Tattoos machen die Vergänglichkeit sichtbar?

Ein Tattoo lenkt die Aufmerksamkeit auf den Körper, also auch auf die Vergänglichkeit. Und das Tattoo selbst altert. Es ist ein Teil von mir, meines Körpers. Es verändert sich mit mir, mit meinem eigenen Körper. Das Tattoo ist ein Teil deiner Geschichte, eine Narbe aus deiner Vergangenheit. Manche tun es allerdings als Jugendsünde ab.


In der Biographie wird die Bedeutung der Jugendsünden meistens unterschätzt.

Mir kommt die Ständerätin und ehemalige Regierungsrätin Karin Keller-Sutter in den Sinn, die strenge Obermutter St.Gallens, die einst ein Punk war und dann die Seite wechselte. Sie hat sich damit gerechtfertigt, dass damals eine andere Zeit war. Aber ich glaube, Jugendsünden sind für einen selbst wichtig.


Das Tattoo lässt sich nicht verdrängen?

Mein Bruder starb, als ich 24 war. Ich hatte damals das Gefühl, ich müsse nun mein Leben und meine äussere Gestalt komplett ändern. Aber das hat nicht funktioniert. Die Tattoos blieben. Die kleinen Tattoo-Punkte an den Händen sind da. Man sieht sie sofort. Sie sind nicht symbolisch aufgeladen. Aber als Aussenstehender weisst du: da steckt eine Geschichte dahinter, und ich wurde auch immer darauf angesprochen. Zu dieser Geschichte muss ich stehen. Es ist eine Frage der Haltung, wie ich damit umgehe.

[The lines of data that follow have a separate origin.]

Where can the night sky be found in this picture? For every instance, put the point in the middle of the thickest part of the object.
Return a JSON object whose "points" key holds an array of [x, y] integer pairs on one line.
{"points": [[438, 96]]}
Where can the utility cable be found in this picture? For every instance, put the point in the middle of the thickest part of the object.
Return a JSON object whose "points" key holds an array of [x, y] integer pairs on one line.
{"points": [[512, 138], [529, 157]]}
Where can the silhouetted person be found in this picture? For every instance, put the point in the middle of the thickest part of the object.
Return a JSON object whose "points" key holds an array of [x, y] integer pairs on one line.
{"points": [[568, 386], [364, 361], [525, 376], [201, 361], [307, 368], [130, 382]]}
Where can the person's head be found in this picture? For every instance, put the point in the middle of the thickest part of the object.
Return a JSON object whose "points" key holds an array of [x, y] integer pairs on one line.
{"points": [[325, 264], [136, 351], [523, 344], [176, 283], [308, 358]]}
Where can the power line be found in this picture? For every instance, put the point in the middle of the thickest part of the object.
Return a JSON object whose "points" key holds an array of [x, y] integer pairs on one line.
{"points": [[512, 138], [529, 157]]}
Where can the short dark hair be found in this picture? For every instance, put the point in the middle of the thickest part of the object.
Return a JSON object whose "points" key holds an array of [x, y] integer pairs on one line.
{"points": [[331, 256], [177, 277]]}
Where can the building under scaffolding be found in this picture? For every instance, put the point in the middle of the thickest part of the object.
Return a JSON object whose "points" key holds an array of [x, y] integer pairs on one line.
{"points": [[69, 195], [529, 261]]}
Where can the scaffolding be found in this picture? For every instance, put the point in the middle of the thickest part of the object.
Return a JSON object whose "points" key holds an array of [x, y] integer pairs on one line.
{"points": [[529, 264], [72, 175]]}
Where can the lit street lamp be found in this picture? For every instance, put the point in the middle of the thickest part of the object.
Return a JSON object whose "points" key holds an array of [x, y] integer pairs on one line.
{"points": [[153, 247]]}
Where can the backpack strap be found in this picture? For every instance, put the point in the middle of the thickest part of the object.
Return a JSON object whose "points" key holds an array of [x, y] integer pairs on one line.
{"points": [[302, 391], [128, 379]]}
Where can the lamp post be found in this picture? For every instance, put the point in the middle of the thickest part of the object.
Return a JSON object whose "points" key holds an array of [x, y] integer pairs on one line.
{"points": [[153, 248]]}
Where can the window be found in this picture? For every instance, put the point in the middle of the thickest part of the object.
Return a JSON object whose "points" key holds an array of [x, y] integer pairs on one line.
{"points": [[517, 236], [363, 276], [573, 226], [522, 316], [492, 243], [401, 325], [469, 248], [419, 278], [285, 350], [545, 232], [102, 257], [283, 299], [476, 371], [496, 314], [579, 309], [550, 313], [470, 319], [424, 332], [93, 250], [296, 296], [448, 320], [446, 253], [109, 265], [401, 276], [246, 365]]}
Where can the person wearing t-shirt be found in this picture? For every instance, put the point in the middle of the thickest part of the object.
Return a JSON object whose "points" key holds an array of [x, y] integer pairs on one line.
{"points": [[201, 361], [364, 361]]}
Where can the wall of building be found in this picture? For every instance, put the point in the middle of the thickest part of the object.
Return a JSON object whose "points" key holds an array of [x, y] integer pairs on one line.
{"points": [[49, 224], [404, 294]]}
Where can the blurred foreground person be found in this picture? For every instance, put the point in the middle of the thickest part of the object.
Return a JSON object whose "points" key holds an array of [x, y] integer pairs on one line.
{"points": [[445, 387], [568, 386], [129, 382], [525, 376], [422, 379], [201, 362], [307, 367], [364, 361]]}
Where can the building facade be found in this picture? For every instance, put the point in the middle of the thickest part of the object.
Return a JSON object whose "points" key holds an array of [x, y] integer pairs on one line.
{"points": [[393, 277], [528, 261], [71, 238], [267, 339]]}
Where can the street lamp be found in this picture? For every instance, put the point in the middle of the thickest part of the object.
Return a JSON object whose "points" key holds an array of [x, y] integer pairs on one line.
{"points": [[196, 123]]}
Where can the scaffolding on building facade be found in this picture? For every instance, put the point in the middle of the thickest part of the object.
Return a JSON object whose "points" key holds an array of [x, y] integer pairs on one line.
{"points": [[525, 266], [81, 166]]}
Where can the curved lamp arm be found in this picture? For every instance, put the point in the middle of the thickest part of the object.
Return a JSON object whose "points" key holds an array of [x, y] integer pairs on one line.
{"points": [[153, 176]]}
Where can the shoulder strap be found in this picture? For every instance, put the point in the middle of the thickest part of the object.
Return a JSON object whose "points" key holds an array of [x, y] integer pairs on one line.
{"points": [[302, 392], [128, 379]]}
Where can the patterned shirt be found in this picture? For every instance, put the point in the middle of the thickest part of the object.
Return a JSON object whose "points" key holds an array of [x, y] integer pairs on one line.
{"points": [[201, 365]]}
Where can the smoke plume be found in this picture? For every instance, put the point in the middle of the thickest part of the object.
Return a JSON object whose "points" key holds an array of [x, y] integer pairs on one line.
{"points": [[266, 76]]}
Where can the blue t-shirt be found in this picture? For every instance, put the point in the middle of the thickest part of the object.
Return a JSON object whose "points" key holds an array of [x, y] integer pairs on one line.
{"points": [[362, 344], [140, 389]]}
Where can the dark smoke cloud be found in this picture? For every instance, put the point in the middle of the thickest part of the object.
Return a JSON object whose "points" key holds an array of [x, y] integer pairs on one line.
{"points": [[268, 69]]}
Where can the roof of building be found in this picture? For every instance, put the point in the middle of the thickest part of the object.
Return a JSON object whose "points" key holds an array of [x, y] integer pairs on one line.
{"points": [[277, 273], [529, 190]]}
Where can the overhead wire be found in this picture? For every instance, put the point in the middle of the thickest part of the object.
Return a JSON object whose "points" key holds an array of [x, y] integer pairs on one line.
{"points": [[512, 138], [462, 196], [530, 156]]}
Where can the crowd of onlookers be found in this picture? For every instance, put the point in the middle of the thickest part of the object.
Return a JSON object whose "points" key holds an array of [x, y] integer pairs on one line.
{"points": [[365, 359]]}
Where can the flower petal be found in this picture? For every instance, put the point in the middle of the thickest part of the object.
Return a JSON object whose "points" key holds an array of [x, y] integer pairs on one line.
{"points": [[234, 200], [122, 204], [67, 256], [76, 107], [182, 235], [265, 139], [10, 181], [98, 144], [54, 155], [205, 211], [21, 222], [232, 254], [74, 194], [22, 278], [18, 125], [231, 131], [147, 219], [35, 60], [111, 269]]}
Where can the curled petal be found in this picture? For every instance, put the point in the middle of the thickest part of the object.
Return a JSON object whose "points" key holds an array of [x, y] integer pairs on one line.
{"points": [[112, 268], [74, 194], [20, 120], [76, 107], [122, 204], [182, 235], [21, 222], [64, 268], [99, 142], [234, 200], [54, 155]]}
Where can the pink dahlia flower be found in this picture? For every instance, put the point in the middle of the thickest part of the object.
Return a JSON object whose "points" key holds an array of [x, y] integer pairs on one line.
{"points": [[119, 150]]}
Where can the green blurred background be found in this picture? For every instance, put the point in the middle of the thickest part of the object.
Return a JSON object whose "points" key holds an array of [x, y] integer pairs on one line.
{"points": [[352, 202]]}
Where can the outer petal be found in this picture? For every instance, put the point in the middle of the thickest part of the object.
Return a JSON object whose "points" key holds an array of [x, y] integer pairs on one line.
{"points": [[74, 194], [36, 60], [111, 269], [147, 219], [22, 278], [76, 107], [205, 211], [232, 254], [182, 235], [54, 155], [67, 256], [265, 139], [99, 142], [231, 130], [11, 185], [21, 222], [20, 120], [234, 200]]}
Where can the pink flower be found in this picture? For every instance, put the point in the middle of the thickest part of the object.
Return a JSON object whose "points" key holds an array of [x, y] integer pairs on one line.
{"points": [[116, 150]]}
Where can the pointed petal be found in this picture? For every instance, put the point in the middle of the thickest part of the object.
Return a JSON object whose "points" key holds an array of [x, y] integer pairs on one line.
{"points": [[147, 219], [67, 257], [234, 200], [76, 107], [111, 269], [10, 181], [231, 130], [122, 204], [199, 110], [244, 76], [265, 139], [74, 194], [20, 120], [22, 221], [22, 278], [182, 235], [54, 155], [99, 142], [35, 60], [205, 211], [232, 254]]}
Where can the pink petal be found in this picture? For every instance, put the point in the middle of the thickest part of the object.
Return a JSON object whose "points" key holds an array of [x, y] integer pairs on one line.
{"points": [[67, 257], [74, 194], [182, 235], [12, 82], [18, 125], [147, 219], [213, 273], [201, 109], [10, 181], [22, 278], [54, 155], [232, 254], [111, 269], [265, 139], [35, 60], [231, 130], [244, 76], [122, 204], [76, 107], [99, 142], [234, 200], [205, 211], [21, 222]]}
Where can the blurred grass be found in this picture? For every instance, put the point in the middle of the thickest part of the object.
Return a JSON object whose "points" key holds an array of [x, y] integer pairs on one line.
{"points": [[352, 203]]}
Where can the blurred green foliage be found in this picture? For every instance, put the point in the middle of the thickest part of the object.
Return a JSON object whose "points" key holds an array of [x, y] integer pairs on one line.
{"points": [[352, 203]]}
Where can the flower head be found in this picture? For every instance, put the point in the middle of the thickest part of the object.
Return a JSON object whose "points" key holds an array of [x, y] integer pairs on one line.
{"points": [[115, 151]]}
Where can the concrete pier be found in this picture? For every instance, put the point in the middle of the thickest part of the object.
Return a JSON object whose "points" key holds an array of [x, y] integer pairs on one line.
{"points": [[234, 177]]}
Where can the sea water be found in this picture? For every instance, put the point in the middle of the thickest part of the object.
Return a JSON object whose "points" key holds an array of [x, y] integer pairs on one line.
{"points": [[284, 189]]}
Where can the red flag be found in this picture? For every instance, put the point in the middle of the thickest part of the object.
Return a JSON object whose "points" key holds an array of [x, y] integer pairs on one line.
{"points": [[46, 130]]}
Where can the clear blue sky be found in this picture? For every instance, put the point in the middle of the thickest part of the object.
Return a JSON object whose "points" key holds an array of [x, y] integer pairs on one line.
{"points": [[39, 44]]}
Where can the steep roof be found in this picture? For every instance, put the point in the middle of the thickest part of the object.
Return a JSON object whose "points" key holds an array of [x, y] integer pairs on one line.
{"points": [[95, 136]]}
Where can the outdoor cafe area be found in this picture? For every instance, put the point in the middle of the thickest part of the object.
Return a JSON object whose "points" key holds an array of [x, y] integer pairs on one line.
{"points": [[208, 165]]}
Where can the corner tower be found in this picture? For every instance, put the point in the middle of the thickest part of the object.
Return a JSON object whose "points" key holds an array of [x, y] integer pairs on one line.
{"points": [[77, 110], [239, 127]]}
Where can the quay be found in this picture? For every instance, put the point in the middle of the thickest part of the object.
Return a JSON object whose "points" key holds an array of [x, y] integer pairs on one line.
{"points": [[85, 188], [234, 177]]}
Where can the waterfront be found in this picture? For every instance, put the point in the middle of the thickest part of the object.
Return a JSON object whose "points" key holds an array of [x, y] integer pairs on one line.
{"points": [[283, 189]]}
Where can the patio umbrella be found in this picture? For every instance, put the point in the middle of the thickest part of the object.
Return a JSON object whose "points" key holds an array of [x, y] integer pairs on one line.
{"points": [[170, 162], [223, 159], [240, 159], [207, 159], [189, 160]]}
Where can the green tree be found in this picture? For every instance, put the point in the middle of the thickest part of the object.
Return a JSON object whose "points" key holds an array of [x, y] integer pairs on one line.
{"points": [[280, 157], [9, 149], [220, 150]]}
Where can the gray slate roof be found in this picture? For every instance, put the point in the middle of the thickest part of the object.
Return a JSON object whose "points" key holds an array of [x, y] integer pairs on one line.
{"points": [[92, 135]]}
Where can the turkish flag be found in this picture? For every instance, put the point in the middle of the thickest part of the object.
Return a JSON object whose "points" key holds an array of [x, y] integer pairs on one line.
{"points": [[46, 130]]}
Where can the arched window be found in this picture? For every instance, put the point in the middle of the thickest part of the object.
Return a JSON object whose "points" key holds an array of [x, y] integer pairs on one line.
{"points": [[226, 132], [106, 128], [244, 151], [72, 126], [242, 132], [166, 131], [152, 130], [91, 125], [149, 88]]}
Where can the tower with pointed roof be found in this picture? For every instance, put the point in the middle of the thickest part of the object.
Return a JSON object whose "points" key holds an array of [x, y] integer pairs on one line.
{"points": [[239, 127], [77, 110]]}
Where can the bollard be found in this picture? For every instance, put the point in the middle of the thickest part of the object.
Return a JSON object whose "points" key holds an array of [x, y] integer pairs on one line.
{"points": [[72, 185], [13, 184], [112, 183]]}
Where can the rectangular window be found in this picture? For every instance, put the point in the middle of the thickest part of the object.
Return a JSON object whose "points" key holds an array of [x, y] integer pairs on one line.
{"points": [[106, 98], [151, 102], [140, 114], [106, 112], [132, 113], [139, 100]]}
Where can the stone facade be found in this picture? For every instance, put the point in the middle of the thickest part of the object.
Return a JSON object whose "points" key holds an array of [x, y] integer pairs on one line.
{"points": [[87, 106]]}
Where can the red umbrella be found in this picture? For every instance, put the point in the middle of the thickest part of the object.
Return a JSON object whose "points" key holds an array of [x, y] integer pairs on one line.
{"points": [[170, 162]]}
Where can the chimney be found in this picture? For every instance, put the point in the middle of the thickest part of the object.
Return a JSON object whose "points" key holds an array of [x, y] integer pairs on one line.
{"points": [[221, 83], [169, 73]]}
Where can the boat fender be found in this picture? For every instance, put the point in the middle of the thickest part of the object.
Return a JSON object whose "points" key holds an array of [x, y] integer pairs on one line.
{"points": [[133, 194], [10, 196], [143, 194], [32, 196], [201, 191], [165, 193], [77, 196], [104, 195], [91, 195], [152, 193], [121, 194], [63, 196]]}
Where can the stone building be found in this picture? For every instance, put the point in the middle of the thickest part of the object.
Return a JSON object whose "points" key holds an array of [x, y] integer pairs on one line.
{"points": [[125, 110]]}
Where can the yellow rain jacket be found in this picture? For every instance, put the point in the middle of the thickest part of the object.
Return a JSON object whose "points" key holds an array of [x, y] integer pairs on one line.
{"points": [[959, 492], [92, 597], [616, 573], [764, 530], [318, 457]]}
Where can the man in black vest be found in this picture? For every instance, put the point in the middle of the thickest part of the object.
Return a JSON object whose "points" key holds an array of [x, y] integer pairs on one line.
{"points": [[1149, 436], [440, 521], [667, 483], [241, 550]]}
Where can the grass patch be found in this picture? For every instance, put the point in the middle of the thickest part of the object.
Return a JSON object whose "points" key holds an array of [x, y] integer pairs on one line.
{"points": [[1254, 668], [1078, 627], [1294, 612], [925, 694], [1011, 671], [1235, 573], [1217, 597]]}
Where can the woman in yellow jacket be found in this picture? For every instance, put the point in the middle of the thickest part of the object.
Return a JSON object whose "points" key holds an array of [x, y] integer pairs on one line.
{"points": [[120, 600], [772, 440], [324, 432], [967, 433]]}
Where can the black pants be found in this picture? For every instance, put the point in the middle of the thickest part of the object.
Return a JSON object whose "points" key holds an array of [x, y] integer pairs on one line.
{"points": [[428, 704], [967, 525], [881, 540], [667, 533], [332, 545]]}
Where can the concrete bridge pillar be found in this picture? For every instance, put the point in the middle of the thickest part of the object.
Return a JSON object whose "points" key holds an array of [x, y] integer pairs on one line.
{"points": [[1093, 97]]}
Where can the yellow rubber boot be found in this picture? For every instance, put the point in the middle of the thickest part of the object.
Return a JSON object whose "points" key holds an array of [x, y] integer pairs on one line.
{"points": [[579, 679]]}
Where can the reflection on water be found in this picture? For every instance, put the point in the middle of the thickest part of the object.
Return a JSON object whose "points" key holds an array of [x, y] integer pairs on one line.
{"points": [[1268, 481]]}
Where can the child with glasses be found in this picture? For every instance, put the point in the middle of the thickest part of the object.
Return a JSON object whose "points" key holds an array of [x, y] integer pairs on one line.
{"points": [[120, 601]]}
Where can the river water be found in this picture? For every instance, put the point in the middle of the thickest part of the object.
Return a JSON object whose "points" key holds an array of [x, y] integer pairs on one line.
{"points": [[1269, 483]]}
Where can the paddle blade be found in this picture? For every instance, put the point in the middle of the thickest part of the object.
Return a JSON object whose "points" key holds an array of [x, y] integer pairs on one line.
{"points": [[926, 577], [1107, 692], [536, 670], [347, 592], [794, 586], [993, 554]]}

Wenn du dazu stehst, geht davon auch eine Kraft aus, die faszinieren kann.

Ja schon, aber heute ist es ja auch möglich, die Tattoos wegzulasern. Ich kenne jemanden, der das machen liess. Schade. Zu der Person, die sie jetzt ist, passt es nicht mehr. Aber sie hat einen Teil ihrer eigenen Geschichte verloren. Es ist allerdings hart, wenn du immer an deine Vergangenheit erinnert wirst. Da kommt mir Ray Bradburys Buch in den Sinn: «Der illustrierte Mann». Jede Tätowierung hat ihre Geschichte. Damit musst du umgehen können. Beispielsweise wenn du den Namen deiner ersten Liebe tätowiert hast. Oder die Nazi-Tattoos des russischen Opernsängers Evgeny Nikitin, der seine Titelrolle in Bayreuth abgeben musste. Jedesmal, wenn du vor dem Spiegel stehst, wirst du an deine Geschichte erinnert.


Das Erinnern ist auch eine Funktion der Kunst.

Als Künstler kannst du immer von neuem auf die Geschichte, auf Ideen verweisen, das Gesellschaftliche Konstrukt sichtbar machen. Das hat etwas Reflexives. Aber der Körper agiert mit. In ihm findet ja der oft schmerzhafte Prozess statt, der etwas Inneres nach aussen, an die Oberfläche befördert.


Das Tattoo ist sozusagen ein Prototyp des Kunstwerks?

Eine Urform. Vielleicht so alt wie die frühen Höhlenmalereien, aber vergänglich.